Which join type in Tableau will keep all rows from the left table and only matching rows from the right table?
Think about which join keeps everything from the first table regardless of matches.
A Left Join keeps all rows from the left table and matches rows from the right table where possible. If no match exists, the right side columns are null.
Given two tables in Tableau: Customers with 5 rows and Orders with 8 rows. If you perform an inner join on CustomerID, and 3 customers have orders, how many rows will the joined table have?
Inner join keeps only matching rows. Each order belongs to one customer.
Since 3 customers have orders, and there are 8 orders total, the inner join will have 8 rows (one per order matching a customer).
You joined two tables in Tableau using an inner join on ProductID. However, some rows in the result have nulls in the right table's columns. What is the most likely cause?
Check if the keys you join on have the same data type in both tables.

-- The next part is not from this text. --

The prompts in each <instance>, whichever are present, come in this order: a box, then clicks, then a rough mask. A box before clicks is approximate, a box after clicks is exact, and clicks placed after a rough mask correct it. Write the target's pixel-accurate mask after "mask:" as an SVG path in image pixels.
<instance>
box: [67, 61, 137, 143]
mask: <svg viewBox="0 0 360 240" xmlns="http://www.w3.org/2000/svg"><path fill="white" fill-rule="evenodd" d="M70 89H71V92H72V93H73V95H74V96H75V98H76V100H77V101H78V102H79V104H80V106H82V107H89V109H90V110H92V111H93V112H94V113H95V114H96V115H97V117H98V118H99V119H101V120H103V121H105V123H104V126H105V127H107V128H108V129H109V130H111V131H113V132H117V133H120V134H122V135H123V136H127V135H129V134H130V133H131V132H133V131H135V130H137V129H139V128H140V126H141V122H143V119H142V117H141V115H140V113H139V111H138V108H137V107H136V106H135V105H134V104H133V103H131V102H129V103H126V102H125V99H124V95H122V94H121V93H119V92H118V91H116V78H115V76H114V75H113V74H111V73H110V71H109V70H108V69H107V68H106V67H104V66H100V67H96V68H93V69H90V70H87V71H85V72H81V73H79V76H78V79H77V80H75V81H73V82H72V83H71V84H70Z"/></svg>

If the join keys have different data types (e.g., string vs number), Tableau cannot match them properly, causing nulls in joined columns even with an inner join.
You want to create a dashboard showing total sales by customer after joining Customers and Sales tables. Which visualization best shows this?
Think about showing total sales per customer clearly.
A bar chart with Customer Name on the X-axis and Total Sales on the Y-axis clearly shows sales per customer after joining the tables.
You have two tables: Employees and Projects. Some employees are not assigned to any projects yet, and some projects have no employees assigned. You want a view that shows all employees and all projects, matching where possible, and showing nulls where no match exists. Which join type should you use in Tableau?
Think about including all rows from both tables, even if no match exists.
A Full Outer Join includes all rows from both tables, matching where possible and filling with nulls where no match exists, which fits this scenario.